Logging Best Practices

Servers

Logging is not a new concept and in no way special to Python. Logfiles have existed for decades and there’s little reason to reinvent the wheel in our little world.

Therefore let’s rely on proven tools as much as possible and do only the absolutely necessary inside of Python[*].

A simple but powerful approach is to log to unbuffered standard out and let other tools take care of the rest. That can be your terminal window while developing, it can be systemd redirecting your log entries to syslogd, or your cluster manager. It doesn’t matter where or how your application is running, it just works.

This is why the popular twelve-factor app methodology suggests just that.
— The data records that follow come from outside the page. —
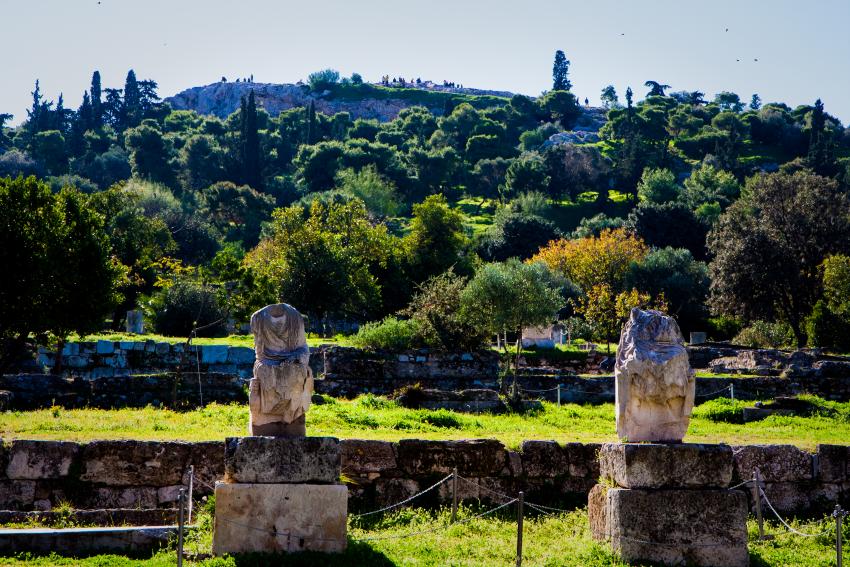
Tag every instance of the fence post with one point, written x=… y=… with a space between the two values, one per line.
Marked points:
x=191 y=490
x=181 y=502
x=519 y=511
x=757 y=495
x=454 y=495
x=838 y=514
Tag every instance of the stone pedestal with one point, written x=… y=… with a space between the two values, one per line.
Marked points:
x=280 y=495
x=670 y=504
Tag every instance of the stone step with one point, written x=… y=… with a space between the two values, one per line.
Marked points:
x=86 y=540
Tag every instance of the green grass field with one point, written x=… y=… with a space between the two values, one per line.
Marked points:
x=559 y=540
x=372 y=417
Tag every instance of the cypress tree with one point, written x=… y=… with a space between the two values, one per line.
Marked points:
x=132 y=101
x=560 y=70
x=250 y=143
x=96 y=103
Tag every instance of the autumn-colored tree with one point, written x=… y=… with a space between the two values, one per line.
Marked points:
x=595 y=261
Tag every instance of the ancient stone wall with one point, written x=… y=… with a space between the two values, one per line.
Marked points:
x=38 y=475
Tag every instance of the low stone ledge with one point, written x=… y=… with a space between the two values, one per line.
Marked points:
x=36 y=460
x=655 y=465
x=134 y=463
x=310 y=460
x=473 y=458
x=776 y=463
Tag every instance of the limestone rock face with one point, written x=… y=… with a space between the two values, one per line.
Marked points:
x=314 y=460
x=282 y=386
x=274 y=518
x=654 y=382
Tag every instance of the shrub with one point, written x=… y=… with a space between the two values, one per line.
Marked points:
x=186 y=305
x=827 y=330
x=763 y=334
x=390 y=334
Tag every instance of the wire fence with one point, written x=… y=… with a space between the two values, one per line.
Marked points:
x=507 y=500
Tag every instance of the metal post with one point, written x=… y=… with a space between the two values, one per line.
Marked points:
x=454 y=495
x=838 y=514
x=181 y=501
x=519 y=514
x=757 y=496
x=191 y=490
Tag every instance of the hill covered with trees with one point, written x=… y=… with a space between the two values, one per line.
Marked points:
x=730 y=214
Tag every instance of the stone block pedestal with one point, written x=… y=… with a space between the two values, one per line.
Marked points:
x=281 y=495
x=279 y=518
x=670 y=504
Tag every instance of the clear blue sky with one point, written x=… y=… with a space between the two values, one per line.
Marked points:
x=803 y=48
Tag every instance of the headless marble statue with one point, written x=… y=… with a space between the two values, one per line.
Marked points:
x=280 y=392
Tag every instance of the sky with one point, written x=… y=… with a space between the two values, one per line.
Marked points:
x=787 y=51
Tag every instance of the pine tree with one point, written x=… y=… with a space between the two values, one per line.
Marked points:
x=311 y=123
x=560 y=70
x=96 y=103
x=250 y=143
x=132 y=111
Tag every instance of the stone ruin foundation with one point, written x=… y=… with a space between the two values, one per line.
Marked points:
x=670 y=504
x=280 y=495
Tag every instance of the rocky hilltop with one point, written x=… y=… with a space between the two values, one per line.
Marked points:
x=361 y=101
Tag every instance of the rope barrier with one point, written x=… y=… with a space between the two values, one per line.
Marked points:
x=403 y=502
x=459 y=522
x=784 y=523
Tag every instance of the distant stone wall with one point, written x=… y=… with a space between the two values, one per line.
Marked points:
x=37 y=475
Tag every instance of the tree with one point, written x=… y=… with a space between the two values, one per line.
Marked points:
x=96 y=102
x=674 y=275
x=655 y=88
x=60 y=276
x=658 y=186
x=150 y=153
x=560 y=72
x=436 y=239
x=609 y=97
x=526 y=173
x=768 y=245
x=512 y=296
x=324 y=79
x=593 y=261
x=249 y=143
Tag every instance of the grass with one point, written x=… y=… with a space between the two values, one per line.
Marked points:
x=374 y=417
x=232 y=340
x=559 y=540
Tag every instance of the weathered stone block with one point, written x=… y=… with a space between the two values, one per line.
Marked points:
x=134 y=463
x=632 y=465
x=473 y=458
x=214 y=354
x=359 y=456
x=36 y=460
x=280 y=518
x=776 y=463
x=240 y=355
x=105 y=347
x=833 y=463
x=674 y=527
x=542 y=459
x=300 y=460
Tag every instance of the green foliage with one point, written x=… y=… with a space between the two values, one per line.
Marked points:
x=184 y=306
x=436 y=310
x=764 y=334
x=388 y=334
x=60 y=276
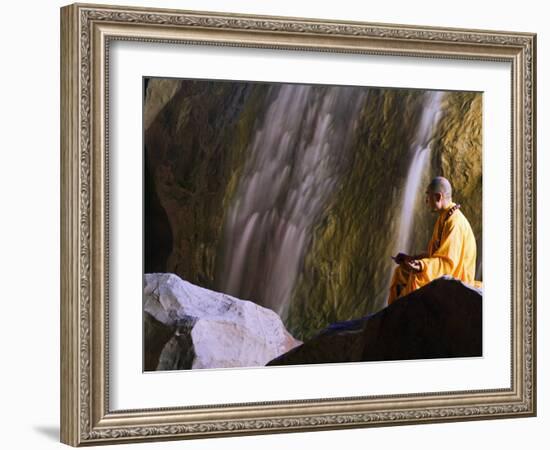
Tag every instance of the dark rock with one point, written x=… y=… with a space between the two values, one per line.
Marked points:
x=440 y=320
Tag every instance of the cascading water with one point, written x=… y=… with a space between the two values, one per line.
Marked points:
x=417 y=169
x=293 y=167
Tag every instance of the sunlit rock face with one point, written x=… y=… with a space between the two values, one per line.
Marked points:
x=441 y=320
x=297 y=206
x=189 y=327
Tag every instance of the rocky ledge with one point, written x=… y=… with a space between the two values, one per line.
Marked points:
x=189 y=327
x=440 y=320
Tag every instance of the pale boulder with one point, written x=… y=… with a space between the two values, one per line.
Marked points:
x=210 y=329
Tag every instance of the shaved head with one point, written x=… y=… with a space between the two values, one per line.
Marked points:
x=441 y=185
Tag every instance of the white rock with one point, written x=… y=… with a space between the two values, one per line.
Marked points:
x=224 y=331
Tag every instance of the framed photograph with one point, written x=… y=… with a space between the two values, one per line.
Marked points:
x=275 y=224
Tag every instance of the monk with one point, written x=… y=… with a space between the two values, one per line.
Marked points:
x=451 y=250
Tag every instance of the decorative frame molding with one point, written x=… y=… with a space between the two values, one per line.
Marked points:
x=86 y=31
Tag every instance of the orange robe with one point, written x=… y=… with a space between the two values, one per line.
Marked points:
x=454 y=255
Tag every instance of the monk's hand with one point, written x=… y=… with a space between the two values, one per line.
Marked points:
x=413 y=265
x=402 y=258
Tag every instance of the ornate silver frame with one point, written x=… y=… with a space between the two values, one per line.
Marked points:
x=86 y=31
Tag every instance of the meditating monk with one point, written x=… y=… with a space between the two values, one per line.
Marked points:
x=451 y=250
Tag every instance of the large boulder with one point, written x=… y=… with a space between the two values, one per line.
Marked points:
x=441 y=320
x=189 y=327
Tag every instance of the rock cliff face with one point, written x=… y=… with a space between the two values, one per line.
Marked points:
x=188 y=327
x=441 y=320
x=197 y=140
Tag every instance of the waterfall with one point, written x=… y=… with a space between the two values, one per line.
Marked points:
x=417 y=170
x=293 y=167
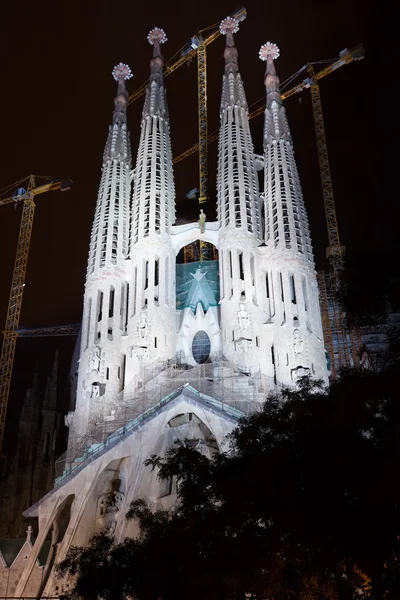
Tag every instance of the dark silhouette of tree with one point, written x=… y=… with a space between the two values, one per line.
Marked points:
x=305 y=504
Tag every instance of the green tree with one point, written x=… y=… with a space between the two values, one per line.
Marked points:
x=305 y=504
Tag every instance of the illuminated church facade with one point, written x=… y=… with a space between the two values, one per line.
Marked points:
x=179 y=352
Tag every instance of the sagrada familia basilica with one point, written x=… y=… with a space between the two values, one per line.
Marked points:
x=177 y=352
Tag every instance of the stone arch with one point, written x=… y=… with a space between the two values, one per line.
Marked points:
x=55 y=536
x=103 y=506
x=185 y=427
x=184 y=235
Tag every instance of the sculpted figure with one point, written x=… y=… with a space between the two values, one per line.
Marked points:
x=142 y=326
x=202 y=220
x=244 y=320
x=94 y=362
x=298 y=344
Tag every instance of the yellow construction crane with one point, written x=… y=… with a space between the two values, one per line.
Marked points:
x=10 y=332
x=346 y=57
x=197 y=46
x=335 y=251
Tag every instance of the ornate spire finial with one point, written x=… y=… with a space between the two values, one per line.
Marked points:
x=157 y=36
x=228 y=27
x=269 y=52
x=121 y=72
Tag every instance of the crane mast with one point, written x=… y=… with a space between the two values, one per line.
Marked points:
x=10 y=333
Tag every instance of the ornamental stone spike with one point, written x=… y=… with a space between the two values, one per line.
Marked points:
x=156 y=37
x=228 y=27
x=269 y=52
x=121 y=73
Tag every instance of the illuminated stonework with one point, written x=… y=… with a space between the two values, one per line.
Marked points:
x=151 y=369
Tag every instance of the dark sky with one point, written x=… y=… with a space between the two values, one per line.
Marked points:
x=57 y=100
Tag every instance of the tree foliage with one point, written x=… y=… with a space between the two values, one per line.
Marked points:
x=305 y=504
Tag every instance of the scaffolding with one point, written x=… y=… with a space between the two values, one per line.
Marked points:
x=231 y=390
x=342 y=344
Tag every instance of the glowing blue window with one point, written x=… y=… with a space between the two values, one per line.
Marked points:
x=201 y=347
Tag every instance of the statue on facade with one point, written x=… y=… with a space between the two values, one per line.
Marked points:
x=202 y=220
x=95 y=392
x=94 y=362
x=243 y=317
x=299 y=373
x=142 y=326
x=243 y=345
x=298 y=344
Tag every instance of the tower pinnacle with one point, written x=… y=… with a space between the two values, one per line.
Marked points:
x=228 y=27
x=155 y=103
x=269 y=52
x=156 y=37
x=121 y=73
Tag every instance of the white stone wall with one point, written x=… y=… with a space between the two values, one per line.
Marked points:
x=122 y=463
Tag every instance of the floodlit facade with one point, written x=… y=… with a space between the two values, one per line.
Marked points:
x=179 y=351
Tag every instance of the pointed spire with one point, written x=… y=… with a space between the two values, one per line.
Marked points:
x=276 y=126
x=269 y=52
x=237 y=202
x=228 y=27
x=286 y=224
x=156 y=37
x=154 y=191
x=155 y=103
x=121 y=73
x=117 y=145
x=232 y=87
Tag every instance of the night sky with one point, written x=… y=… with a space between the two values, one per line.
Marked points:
x=57 y=101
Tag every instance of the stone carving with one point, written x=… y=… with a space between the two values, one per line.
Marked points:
x=108 y=507
x=142 y=326
x=242 y=345
x=202 y=220
x=95 y=390
x=94 y=362
x=298 y=344
x=68 y=418
x=365 y=362
x=243 y=316
x=300 y=372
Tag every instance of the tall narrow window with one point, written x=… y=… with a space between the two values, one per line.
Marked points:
x=134 y=291
x=122 y=305
x=241 y=270
x=146 y=275
x=88 y=322
x=221 y=279
x=111 y=303
x=282 y=294
x=121 y=372
x=292 y=289
x=252 y=270
x=156 y=271
x=126 y=307
x=305 y=295
x=273 y=362
x=100 y=306
x=166 y=280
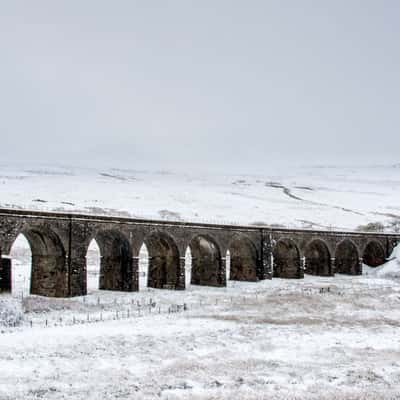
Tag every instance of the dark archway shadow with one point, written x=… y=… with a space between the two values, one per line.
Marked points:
x=206 y=262
x=318 y=259
x=287 y=263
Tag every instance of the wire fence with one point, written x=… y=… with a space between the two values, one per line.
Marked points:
x=132 y=309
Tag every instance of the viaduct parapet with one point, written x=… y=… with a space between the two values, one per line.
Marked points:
x=59 y=244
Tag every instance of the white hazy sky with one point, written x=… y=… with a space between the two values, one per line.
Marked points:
x=215 y=84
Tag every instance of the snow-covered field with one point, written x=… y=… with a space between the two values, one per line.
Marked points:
x=317 y=338
x=319 y=197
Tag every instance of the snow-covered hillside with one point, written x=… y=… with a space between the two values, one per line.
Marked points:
x=319 y=197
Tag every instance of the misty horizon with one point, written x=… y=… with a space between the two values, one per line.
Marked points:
x=216 y=86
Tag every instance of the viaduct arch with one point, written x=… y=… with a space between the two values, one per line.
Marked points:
x=59 y=244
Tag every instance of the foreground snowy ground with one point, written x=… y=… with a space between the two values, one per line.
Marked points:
x=319 y=338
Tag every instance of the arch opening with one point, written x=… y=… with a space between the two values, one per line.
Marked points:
x=228 y=265
x=164 y=271
x=143 y=267
x=318 y=259
x=48 y=268
x=347 y=259
x=207 y=268
x=116 y=266
x=188 y=267
x=286 y=258
x=243 y=260
x=19 y=267
x=93 y=266
x=374 y=254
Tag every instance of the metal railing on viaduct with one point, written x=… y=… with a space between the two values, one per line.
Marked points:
x=59 y=244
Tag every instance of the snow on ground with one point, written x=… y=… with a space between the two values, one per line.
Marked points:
x=298 y=197
x=317 y=338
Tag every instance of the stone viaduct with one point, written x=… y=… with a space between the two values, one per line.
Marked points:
x=59 y=244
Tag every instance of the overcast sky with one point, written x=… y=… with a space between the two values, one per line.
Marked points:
x=219 y=83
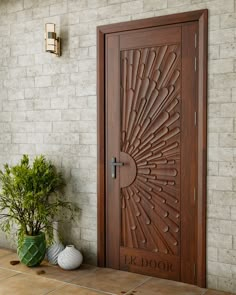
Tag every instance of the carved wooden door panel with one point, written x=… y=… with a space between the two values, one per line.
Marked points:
x=151 y=151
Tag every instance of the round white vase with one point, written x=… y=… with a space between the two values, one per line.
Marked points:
x=56 y=248
x=70 y=258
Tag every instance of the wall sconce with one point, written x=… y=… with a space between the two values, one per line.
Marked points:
x=52 y=42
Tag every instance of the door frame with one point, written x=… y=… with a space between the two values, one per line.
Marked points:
x=201 y=16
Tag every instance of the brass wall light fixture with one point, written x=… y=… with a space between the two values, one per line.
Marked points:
x=52 y=42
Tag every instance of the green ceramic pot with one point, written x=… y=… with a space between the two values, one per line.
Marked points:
x=33 y=250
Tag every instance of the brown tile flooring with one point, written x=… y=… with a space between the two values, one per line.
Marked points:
x=87 y=280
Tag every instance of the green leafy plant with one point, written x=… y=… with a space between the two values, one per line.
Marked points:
x=31 y=197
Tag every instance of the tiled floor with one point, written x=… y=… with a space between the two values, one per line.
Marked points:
x=87 y=280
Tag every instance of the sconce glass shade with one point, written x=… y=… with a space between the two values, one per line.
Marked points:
x=52 y=43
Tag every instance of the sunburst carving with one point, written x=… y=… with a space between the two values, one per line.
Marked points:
x=150 y=134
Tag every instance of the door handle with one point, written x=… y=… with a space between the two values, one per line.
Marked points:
x=113 y=166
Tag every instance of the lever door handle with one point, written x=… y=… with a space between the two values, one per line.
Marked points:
x=113 y=166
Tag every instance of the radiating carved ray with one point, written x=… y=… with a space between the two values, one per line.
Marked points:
x=150 y=105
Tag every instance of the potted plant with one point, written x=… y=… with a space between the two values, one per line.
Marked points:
x=31 y=199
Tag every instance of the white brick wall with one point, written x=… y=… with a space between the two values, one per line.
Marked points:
x=48 y=105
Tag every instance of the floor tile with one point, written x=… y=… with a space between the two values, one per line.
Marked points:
x=74 y=290
x=4 y=252
x=214 y=292
x=4 y=274
x=51 y=272
x=166 y=287
x=110 y=280
x=23 y=284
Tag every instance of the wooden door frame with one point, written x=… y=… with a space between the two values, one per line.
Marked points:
x=201 y=16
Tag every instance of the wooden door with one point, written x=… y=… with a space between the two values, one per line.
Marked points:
x=151 y=151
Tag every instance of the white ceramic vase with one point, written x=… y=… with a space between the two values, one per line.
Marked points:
x=56 y=248
x=70 y=258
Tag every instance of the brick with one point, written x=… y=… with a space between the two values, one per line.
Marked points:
x=212 y=254
x=97 y=3
x=88 y=15
x=214 y=110
x=219 y=212
x=154 y=4
x=71 y=115
x=213 y=168
x=109 y=11
x=224 y=198
x=221 y=66
x=13 y=6
x=211 y=281
x=214 y=52
x=40 y=12
x=233 y=212
x=88 y=138
x=220 y=241
x=227 y=50
x=220 y=154
x=59 y=103
x=134 y=6
x=213 y=139
x=87 y=40
x=224 y=80
x=226 y=284
x=43 y=81
x=228 y=20
x=66 y=90
x=44 y=115
x=27 y=149
x=221 y=36
x=220 y=183
x=219 y=95
x=227 y=168
x=219 y=125
x=58 y=8
x=77 y=102
x=26 y=60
[*]This is obviously a privileged UNIX-centric view but even Windows has tools and means for log management although we won’t be able to discuss them here.

Centralized Logging

Nowadays you usually don’t want your logfiles in compressed archives distributed over dozens – if not thousands – of servers or cluster nodes. You want them in a single location; parsed, indexed, and easy to search.

ELK

The ELK stack (Elasticsearch, Logstash, Kibana) from Elastic is a great way to store, parse, and search your logs.

The way it works is that you have local log shippers like Filebeat that parse your log files and forward the log entries to your Logstash server. Logstash parses the log entries and stores them in in Elasticsearch. Finally, you can view and search them in Kibana.

If your log entries consist of a JSON dictionary, this is fairly easy and efficient. All you have to do is to tell Logstash the name of your timestamp field.

Graylog

Graylog goes one step further. It not only supports everything those above do (and then some); you can also directly log JSON entries towards it – optionally even through an AMQP server (like RabbitMQ) for better reliability. Additionally, Graylog’s Extended Log Format (GELF) allows for structured data which makes it an obvious choice to use together with structlog.